《私は高校まで秋田で育った農家の長男坊であります。地縁、血縁のない私が政治の世界に飛び込んで、まさにゼロからのスタートでありました》
珍しくはにかんだ笑顔を見せながら演説する菅義偉首相(71才)と入れ替わるようにして大きな花束を持って官邸を後にしたのは、歴代最長の7年8か月にわたって在職した安倍晋三前首相。持病の潰瘍性大腸炎の再発で辞任を表明した際、財政界に限らず、各界からさまざまな意見表明やコメントが飛び出した。
特に注目を浴びたのは『オールナイトニッポンGOLD』(ニッポン放送、8月28日放送)においての歌手・松任谷由実の言葉だった。

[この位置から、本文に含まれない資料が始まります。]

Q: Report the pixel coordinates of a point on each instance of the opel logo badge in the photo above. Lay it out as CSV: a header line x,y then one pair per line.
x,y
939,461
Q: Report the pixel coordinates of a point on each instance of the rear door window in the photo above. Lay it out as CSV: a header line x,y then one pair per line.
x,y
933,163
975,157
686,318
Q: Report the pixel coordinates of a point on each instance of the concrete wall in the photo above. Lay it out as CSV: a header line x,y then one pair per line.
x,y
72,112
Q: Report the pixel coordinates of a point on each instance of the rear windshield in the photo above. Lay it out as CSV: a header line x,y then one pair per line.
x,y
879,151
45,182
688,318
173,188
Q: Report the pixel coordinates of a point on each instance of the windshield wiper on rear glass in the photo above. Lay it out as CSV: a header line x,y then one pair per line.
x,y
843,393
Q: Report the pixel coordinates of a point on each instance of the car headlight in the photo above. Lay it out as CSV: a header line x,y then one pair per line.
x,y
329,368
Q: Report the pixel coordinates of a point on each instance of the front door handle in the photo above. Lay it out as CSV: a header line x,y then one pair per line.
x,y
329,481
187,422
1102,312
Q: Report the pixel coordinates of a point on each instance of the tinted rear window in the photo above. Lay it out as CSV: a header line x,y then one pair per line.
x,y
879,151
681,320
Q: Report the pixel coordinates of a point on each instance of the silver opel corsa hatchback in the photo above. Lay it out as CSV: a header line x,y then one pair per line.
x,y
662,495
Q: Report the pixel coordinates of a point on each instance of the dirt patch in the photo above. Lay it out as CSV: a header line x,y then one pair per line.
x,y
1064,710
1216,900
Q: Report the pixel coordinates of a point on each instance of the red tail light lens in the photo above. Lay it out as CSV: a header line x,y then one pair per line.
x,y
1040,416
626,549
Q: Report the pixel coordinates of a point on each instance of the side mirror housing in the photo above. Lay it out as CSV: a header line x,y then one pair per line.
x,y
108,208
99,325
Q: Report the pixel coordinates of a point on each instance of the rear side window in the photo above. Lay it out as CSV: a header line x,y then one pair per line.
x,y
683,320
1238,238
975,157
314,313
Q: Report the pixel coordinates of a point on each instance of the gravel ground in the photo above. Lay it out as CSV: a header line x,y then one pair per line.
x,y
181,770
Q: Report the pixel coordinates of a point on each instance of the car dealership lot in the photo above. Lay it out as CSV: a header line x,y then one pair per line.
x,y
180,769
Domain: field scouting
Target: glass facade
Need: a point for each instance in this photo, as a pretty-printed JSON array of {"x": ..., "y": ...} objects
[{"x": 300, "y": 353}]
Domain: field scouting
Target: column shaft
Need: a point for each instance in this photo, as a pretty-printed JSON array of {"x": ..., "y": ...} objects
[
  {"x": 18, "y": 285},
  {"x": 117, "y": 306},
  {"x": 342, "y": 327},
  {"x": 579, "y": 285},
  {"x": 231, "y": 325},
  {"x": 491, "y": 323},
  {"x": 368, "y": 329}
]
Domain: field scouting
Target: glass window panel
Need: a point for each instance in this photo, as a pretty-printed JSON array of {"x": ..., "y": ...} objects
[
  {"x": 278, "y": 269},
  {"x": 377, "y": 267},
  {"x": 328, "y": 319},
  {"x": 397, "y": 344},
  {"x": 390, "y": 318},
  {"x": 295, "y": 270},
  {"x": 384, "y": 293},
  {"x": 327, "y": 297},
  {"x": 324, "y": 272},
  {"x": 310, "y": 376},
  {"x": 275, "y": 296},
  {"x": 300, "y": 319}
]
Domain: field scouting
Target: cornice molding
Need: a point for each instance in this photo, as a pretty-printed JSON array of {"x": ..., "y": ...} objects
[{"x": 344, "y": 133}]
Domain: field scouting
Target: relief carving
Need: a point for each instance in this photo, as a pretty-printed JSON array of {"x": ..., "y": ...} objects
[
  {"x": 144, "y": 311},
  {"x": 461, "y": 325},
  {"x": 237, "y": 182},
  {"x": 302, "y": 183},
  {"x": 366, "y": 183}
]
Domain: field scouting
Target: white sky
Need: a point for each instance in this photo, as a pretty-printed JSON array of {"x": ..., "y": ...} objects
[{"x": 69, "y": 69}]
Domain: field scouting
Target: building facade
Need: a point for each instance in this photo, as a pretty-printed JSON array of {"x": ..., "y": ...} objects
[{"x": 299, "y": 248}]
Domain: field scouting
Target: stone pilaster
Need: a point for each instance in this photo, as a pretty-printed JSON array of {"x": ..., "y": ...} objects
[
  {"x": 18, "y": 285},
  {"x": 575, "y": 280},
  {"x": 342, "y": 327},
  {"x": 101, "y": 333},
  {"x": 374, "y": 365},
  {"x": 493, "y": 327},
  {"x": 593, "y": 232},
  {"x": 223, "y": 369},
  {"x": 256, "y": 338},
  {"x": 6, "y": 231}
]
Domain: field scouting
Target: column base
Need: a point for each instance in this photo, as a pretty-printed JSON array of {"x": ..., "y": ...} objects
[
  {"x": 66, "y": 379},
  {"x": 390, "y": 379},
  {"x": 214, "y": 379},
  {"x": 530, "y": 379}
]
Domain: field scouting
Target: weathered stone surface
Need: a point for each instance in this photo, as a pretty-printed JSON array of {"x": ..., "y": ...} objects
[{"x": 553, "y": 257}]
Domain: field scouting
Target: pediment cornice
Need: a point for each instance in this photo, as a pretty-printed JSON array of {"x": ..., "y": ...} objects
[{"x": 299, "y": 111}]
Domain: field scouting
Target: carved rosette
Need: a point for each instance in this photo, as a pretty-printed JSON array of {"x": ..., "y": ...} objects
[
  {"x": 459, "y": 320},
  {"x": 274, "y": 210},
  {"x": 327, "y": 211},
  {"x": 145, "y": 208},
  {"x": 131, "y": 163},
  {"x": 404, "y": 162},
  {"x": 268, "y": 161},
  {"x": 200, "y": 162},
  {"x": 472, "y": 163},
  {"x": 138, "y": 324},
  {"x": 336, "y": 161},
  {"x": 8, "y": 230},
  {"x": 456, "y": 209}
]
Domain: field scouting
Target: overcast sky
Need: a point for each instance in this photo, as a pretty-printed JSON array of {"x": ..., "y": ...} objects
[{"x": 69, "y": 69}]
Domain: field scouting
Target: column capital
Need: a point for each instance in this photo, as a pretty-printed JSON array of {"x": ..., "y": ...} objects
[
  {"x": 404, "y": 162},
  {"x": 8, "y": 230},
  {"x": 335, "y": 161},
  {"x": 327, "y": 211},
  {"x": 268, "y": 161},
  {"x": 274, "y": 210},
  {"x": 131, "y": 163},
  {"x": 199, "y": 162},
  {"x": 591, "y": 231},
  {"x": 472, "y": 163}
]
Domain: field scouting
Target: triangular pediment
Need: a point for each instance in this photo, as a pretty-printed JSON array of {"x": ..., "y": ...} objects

《テレビでちょうど見ていて泣いちゃった。切なくて。私の中では、プライベートでは同じ価値観を共有できる。同い年だし、ロマンのあり方が同じ。辞任されたから言えるけど、ご夫妻とは仲よしです。もっと自由にご飯に行ったりできるかな》
発言をめぐって賛否両論が飛び交う一方で、「ユーミンと安倍さんって、お友達だったの?」と、一国の首相とカリスマ歌姫の思わぬ交友関係の発覚に驚く声も多かった。
実は2人は、同じ昭和29年(1954年)生まれの66才。かつ各界の同年生まれが顔を揃える「29年会」のメンバーでもある。同会に名を連ねる俳優で画家の片岡鶴太郎が語る。
「もともとは当時フジテレビのキャスターをしていた現神奈川県知事の黒岩祐治さんが発起人になって始めた会です。安倍さんと松任谷由実さんのほか、俳優の石田純一さんやフレンチシェフの三國清三さんらがメンバー。同じ年に生まれたさまざまな職種の人間が集まって、自己紹介や近況報告をし合っているのです。直近の開催は、昨年夏だったと思います」
昭和29年──この年に生まれた著名人は多彩だ。芸能界では松任谷、石田、片岡をはじめ、秋吉久美子、立川志の輔、古舘伊知郎らがいる。三國さんのほかにも作家の林真理子さん、『AKIRA』で有名な漫画家の大友克洋さん、建築家の隈研吾さんら文化人の姿も多く、安倍さんや黒岩さんら大物政治家もいる。いずれも還暦を6年も過ぎたとは思えないほど若々しく現役真っ盛りの面々ばかりだ。